Es que Raúl Escari fue el último mohicano del coito contranatura de Arte-Vida. Solías llamarnos por teléfono a toda hora, para lanzarnos una regadera retórica de autobombo –que las felicitaciones de Vila Matas, que el sexo con Copi, que Marguerite Duras y su bohardilla, que la foto con William Burrouhgs ( hubo una fiesta, Borrouhgs salió al balcón a fumar un pucho, Escari se le deslizó al lado generando un gesto de conversación íntima –Burrougs miraba hacia el frente–y se hizo sacar una foto por una amiga) … Nos impedía cortar con groserías destempladas y nosotros , sus amigos, no podíamos –aunque nos reventaba–ordenar esa insistencia del lado de los manuales de psiquiatría, ni en las categorías de plomos ni de lo que AA denomina con eufemismos “estar del otro lado de la puerta vaivén”. Creo que gozaba de interrumpir nuestra condición de sistematos , nuestro horarios de asalariados.

Puedo jactarme junto a Daniel Link de haberlo mandado a bañar por teléfono y coincidir en el mismo instructivo: que escribiera tesa catarata de memorias impertinentes bajo el género viñeta, gran antídoto contra el temora la página en blanco.

Así surgió Dos relatos porteños (Mansalva) que homenajea desde el título un libro de Arturo Cancela. Está hecho con textos mínimos, condensados, escritos con gran soltura estilística y donde la pequeña historia convive con el ensayo en forma de telegrama. Lo que parecen anécdotas son epifanías profanas en las que se imponía una ascética formal que llamó “escritura plana “. “La escritura plana, decía, se acerca al grado cero donde se da solamente lo ficticio, no hay metáforas ni imágenes analógicas. Es casi documental. Quiero que todo sea tomado al pie de la letra”. Francisco Garamona fue su editor mamita que lo acogía en su librería La Internacional Argentina a la manera de un nido trash. Y Nicolás Movilesky, una niñera capaz de desviar su cháchara a menudo pendenciera hacia un libro, un regalo que lo acompañara en su zigzagueo a su departamento en el pasaje Santa Rosa .Alguna vez le pregunté a Sylvia Molloy por la legitimidad de los comming out post mortem en nombre de los que en vida estaban encerrados en el closet bajo doble llave y ella me tiró la primer regla de un posible protocolo: que escrachar se hiciera a partir del auto-escrache. Y Escari ,quien no vacilaba para comprometer a otros en la gesta gay y en medio de una estética de la confesión que pondera culos y pijas hasta superar en el casting a dioses y stars porno, empezaba por autodenigrarse. En Dos relatos porteños hay la siguiente viñeta: “...Una noche, en mi casa, chupé la pija de Pablo Pérez. Al terminar la tarea me declaró con toda naturalidad.
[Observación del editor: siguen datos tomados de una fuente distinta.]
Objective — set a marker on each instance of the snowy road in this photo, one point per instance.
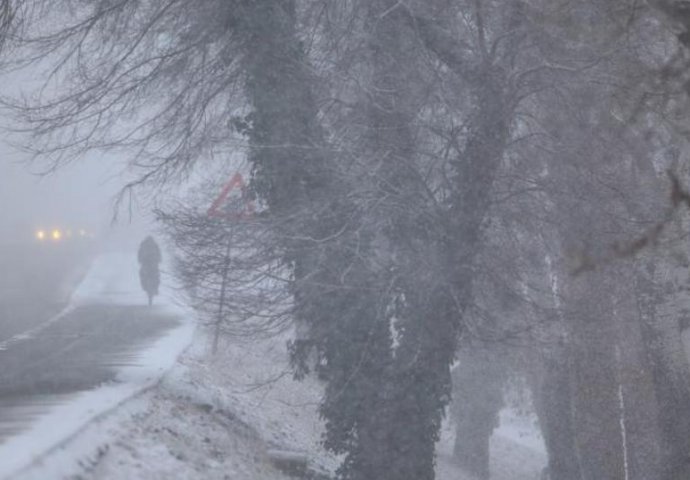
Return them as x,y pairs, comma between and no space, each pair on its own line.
82,350
64,361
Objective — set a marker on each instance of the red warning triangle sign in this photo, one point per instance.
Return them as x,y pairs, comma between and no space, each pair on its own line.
227,205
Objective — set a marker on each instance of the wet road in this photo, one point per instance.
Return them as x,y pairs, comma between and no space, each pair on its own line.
49,353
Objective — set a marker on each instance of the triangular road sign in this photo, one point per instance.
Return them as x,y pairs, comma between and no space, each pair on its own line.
232,206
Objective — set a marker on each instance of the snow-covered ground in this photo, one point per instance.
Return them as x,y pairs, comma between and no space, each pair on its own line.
111,279
217,417
210,417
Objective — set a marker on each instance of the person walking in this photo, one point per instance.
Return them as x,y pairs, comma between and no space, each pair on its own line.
149,273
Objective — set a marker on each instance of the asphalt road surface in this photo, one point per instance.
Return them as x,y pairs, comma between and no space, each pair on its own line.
47,356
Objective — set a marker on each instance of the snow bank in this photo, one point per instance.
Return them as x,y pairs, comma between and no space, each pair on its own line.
112,279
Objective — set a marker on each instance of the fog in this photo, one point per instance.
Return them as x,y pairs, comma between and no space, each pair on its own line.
345,240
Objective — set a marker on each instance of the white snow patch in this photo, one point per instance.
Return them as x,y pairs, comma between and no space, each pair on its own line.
112,279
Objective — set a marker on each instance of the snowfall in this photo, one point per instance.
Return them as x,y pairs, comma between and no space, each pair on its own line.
183,413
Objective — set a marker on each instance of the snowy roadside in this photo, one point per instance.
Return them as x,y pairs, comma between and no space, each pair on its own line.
108,281
213,417
219,417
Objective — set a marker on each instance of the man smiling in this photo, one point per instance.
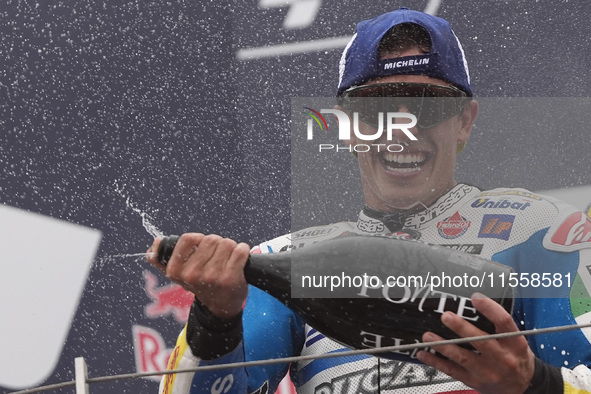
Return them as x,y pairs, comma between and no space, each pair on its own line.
404,56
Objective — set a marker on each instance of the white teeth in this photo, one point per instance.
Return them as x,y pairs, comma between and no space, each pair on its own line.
404,158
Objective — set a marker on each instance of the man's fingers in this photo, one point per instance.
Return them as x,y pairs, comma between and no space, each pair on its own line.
495,313
152,255
458,360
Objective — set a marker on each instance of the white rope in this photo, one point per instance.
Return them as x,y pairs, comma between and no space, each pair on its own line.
286,360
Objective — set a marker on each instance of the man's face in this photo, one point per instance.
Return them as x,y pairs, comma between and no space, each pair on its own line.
424,169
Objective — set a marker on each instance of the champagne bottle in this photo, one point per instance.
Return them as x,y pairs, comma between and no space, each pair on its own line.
343,287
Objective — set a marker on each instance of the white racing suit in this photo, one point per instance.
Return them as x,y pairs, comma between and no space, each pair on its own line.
532,234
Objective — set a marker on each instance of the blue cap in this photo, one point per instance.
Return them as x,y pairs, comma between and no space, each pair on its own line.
360,61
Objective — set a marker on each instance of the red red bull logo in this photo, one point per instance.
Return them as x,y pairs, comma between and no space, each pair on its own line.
453,227
151,353
167,300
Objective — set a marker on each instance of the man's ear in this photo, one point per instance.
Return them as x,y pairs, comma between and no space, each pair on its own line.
467,118
351,141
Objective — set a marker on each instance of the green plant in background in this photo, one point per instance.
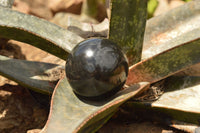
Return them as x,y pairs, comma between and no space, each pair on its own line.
165,48
151,7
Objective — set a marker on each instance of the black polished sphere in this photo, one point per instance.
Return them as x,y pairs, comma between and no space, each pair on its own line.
96,68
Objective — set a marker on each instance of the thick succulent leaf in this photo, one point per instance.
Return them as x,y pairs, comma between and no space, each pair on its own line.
70,114
181,101
166,63
127,25
171,29
37,32
34,75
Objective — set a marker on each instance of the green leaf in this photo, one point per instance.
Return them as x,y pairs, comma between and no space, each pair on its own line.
6,3
37,76
69,113
181,101
151,7
171,29
127,25
166,63
37,32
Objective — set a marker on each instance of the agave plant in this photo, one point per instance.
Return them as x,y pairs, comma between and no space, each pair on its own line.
165,48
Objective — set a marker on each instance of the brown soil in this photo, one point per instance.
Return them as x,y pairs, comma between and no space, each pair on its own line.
20,112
–Nunca nadie me chupó la pija tan mal.

Reconozco que tengo las mandíbulas anquilosadas, que me canso, que la mente se me va enseguida a otra parte y empiezo a aburrirme, en espera de que todo acabe.”

Sin embargo amó a Pablo Pérez y su amistad por él parecía sublimar la maledicencia en relatos de una ternura socarrona como de padre putativo perdonador y compañero de chanchadas de la misma edad. Raúl Escari fue hasta el final un artista de vanguardia y lo fue, tal vez porque ya no podía proponérselo. Quien parecía pedirnos infinita paciencia, nos arrancó de su vida, no llamó más, no apareció, se murió sin que lo supiéramos. Su última obra fue una performance de soledad radical.